Sir Guy shook his head. "I know not what this will bring, but I'll do as I see best, and let the future bring what it will."
"So be it."
"Demand," said Cully. "You've got your reasons for not sharing what you know, what you can do. I don't give a tinker's damn for those reasons."
"And with a mundane sword, you think to defeat me? When it took almost a dozen swords of the brighest Red? What would your Lady say to that silly idea?"
"Oh, you make it easy for me." Cully smiled, as he drew both of his scabbards, gripping the swords by their hilts, and letting the scabbards fall away. "I'm not required to win, am I? Never took an oath to that effect."
"So why fight? Why dash yourself to bits against me? What would the lady Morgaine think of that? Do you think she would hold you in higher esteem, or lower?"
The words didn't matter, but they were reason in and of himself. No, of course, he had no chance to defeat the Wise, not in his own place—but he did have a chance to distract a little of the Wise's attention, at least, and give Gray the opportunity to do the necessary.
Whatever the necessary might be.
And if that meant that Cully would not, once again, have to stand over a dead body of another of his lambs, but could lie down next to them, well, then, so much the better.
It's in your hands, Joshua; may they be better than my old trembling ones.
He drew himself up straight. "I am Sir Cully of Cully's Woode, sirrah," he said, "and I'll not let Her name sully your lips, whoever or whatever you are." Enough planning, enough reasoning, enough scheming.
Let it come down to this.
"I come to beg," Gray said, dropping to his knees before Black. "To beg for mercy," Gray said, as his hand fell to the hilt of the Khan. "Mercy for what remains of my soul, if anything; mercy for you; mercy for all."

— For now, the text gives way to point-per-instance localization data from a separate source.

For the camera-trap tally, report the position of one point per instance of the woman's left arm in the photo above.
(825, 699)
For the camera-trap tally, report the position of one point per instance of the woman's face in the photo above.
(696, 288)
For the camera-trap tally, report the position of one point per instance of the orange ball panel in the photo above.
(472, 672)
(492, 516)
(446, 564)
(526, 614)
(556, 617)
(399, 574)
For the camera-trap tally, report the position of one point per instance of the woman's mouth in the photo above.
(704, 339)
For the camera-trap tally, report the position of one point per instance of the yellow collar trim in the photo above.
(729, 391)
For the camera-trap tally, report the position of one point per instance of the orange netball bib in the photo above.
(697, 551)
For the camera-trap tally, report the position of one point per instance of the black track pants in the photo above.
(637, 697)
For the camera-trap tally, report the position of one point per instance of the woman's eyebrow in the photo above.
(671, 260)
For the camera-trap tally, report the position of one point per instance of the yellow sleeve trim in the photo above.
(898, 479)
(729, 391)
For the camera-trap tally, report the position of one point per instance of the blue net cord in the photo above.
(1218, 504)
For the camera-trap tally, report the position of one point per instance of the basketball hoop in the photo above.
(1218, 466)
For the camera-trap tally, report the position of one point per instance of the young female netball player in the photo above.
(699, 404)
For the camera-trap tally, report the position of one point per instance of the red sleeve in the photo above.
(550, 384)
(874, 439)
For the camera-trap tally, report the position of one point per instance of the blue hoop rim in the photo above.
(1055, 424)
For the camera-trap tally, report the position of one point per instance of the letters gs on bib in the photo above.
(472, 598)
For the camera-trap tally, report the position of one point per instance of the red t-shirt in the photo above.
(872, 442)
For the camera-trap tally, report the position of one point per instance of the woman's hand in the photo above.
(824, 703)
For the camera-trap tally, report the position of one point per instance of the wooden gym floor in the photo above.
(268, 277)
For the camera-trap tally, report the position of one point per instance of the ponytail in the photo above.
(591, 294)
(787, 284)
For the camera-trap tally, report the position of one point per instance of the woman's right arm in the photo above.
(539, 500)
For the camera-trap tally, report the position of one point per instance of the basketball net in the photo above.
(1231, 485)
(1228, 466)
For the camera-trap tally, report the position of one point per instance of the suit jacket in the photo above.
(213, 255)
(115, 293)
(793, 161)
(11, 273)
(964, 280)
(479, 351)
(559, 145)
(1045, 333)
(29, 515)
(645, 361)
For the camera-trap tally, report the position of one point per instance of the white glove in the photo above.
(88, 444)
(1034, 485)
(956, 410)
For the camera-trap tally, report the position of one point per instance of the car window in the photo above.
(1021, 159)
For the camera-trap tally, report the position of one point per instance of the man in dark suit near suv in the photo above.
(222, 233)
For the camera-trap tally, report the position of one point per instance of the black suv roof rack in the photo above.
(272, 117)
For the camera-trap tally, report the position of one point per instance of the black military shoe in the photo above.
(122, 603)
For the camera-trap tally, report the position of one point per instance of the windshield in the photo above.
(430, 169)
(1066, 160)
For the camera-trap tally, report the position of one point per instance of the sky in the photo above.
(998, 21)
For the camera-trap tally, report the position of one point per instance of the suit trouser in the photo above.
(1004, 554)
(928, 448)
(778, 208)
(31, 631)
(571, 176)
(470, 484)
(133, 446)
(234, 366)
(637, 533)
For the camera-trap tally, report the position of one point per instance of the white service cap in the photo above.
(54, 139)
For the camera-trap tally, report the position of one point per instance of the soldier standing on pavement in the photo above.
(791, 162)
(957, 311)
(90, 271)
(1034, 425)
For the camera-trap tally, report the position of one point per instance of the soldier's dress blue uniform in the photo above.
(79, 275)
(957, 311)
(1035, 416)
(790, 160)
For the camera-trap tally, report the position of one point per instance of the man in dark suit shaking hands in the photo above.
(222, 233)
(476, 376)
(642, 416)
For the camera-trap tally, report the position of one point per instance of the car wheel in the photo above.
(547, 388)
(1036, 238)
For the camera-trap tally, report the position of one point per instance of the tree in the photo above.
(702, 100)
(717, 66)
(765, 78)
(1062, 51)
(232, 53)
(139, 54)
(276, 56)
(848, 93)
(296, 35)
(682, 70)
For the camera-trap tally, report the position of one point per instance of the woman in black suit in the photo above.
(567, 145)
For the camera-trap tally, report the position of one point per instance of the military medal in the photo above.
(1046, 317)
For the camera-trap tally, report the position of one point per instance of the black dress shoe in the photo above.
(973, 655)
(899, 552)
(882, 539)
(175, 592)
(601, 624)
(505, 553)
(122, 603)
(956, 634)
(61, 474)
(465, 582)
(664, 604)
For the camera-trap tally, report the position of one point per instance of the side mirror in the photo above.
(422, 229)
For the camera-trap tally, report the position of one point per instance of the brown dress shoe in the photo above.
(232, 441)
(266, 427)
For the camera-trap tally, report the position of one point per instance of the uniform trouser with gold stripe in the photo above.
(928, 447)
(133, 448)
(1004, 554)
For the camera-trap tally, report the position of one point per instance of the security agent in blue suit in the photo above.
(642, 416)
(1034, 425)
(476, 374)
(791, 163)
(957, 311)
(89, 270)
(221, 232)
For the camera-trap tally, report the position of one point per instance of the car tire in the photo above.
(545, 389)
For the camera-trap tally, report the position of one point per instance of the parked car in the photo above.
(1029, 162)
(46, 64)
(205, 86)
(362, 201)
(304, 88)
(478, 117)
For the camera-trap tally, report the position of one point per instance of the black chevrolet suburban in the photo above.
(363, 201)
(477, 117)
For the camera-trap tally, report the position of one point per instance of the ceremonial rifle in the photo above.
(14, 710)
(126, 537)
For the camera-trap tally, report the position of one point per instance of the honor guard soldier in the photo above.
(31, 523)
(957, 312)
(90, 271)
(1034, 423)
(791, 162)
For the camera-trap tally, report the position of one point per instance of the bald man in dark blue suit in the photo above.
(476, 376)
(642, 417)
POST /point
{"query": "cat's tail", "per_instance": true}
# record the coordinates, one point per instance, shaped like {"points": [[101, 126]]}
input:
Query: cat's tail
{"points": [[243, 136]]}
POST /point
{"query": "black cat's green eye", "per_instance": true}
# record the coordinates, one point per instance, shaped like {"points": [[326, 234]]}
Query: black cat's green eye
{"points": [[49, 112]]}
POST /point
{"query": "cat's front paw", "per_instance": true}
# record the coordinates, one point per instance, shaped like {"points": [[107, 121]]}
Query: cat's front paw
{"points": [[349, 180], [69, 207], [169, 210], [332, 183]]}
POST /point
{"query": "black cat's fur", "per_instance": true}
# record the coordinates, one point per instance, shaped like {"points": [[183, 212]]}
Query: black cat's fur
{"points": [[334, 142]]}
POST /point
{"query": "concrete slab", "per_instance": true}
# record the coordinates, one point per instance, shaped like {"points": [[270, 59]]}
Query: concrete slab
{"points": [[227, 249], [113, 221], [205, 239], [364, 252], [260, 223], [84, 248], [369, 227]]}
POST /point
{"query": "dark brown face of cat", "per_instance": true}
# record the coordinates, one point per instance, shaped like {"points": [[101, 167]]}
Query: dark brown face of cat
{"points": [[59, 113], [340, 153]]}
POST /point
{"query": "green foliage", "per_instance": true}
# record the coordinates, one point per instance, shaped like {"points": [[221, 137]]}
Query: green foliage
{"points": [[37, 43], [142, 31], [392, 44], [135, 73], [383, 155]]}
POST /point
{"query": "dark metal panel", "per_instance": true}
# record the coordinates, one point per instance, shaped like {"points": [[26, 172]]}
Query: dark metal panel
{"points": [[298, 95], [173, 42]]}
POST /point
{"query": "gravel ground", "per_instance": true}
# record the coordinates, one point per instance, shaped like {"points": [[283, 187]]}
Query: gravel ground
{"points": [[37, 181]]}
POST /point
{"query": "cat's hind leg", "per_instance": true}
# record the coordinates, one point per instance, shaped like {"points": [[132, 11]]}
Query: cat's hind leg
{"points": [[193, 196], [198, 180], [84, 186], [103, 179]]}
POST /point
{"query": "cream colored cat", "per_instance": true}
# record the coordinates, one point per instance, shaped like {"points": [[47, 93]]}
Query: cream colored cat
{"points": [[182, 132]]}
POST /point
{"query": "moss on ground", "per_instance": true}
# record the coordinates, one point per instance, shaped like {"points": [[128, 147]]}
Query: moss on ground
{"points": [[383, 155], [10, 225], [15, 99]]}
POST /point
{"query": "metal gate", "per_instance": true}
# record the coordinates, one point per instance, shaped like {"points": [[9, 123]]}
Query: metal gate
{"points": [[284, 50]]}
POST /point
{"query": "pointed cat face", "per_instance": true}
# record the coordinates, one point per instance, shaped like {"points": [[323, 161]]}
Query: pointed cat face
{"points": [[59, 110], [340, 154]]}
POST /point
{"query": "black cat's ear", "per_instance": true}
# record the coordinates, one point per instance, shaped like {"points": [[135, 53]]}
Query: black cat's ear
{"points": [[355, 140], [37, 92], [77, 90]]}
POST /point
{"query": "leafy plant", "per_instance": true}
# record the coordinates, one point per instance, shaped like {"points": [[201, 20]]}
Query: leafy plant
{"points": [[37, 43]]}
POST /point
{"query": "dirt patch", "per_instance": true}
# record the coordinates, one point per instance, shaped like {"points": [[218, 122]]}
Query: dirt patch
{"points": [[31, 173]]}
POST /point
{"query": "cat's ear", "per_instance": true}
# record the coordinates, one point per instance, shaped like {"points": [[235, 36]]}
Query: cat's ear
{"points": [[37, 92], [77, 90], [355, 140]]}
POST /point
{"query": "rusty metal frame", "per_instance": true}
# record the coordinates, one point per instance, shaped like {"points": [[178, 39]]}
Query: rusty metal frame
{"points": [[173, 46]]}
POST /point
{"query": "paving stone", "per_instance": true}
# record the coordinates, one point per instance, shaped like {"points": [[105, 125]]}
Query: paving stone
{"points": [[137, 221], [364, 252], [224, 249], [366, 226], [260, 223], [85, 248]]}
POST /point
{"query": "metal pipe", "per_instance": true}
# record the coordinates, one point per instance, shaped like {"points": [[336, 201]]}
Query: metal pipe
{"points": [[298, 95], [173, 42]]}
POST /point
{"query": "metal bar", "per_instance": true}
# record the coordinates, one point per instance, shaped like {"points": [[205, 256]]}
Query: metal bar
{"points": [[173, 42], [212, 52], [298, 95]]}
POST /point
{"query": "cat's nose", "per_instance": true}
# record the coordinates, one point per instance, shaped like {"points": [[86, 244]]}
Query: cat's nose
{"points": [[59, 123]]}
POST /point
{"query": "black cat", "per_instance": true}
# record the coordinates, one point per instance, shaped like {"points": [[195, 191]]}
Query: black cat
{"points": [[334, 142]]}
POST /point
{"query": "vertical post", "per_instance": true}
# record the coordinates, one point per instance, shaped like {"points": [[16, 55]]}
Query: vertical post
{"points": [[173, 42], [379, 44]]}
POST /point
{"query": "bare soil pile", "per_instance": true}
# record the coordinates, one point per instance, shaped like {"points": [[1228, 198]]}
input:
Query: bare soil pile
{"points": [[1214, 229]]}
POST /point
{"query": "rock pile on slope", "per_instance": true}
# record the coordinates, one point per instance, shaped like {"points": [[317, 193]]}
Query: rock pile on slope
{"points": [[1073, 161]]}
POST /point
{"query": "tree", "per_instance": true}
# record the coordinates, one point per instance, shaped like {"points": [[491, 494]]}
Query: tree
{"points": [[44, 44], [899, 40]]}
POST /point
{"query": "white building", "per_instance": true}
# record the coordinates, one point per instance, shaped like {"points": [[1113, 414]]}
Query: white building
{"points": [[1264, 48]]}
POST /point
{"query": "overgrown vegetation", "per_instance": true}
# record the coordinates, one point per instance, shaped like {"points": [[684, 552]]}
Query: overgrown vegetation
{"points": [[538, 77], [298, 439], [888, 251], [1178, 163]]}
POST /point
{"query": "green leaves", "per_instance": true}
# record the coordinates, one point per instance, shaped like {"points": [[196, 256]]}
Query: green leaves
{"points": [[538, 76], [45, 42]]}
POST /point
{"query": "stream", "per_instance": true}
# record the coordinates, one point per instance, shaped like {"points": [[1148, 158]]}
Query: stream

We live again, the Khan said.
"A strange form of begging, with your hand upon the Khan."
No. More and less than that. In one moment of unfettered rage, the Sandoval had turned Linfield into a more than century-long horror.
There was greater power and greater evil in the Khan. Enough to slay the Wise?
Perhaps; perhaps not.
Enough to turn this island into something that would make Linfield a mild inconvenience by comparison?
Yes.
And if Black were to strike him down as he drew, well then, that would be mercy, wouldn't it? A mercy on all those who would be affected by Pantelleria, the island of the winds, turned into a Hell on Earth, wouldn't it?
And yes, it would be a mercy on the soul of Joshua Grayling, who would not leave such behind as his legacy, who could burn in Hell thinking that, at least, there was one sin that he had been stopped from committing.
"You can stop me, Black. You can show me that mercy, that justice."
"Wait—" Black's face had gone ashen. "I can't—I. He."
"Lost your way with words, have ye?"
Do it now, Joshua. Let us live again, and let—
"No. I can't—I can't say, but I can send you to where it all is happening. But it's too late, Joshua. It won't do any good."
"Who are you to say what will do good? Who am I?"
Let it end, now. The Wise had ample time to strike him down before he drew the Khan; there was no point in talking, not any more.
He started to draw the Khan from his sheath.
But in an eyeblink, he had fallen into madness and darkness, lasting but a moment, or forever.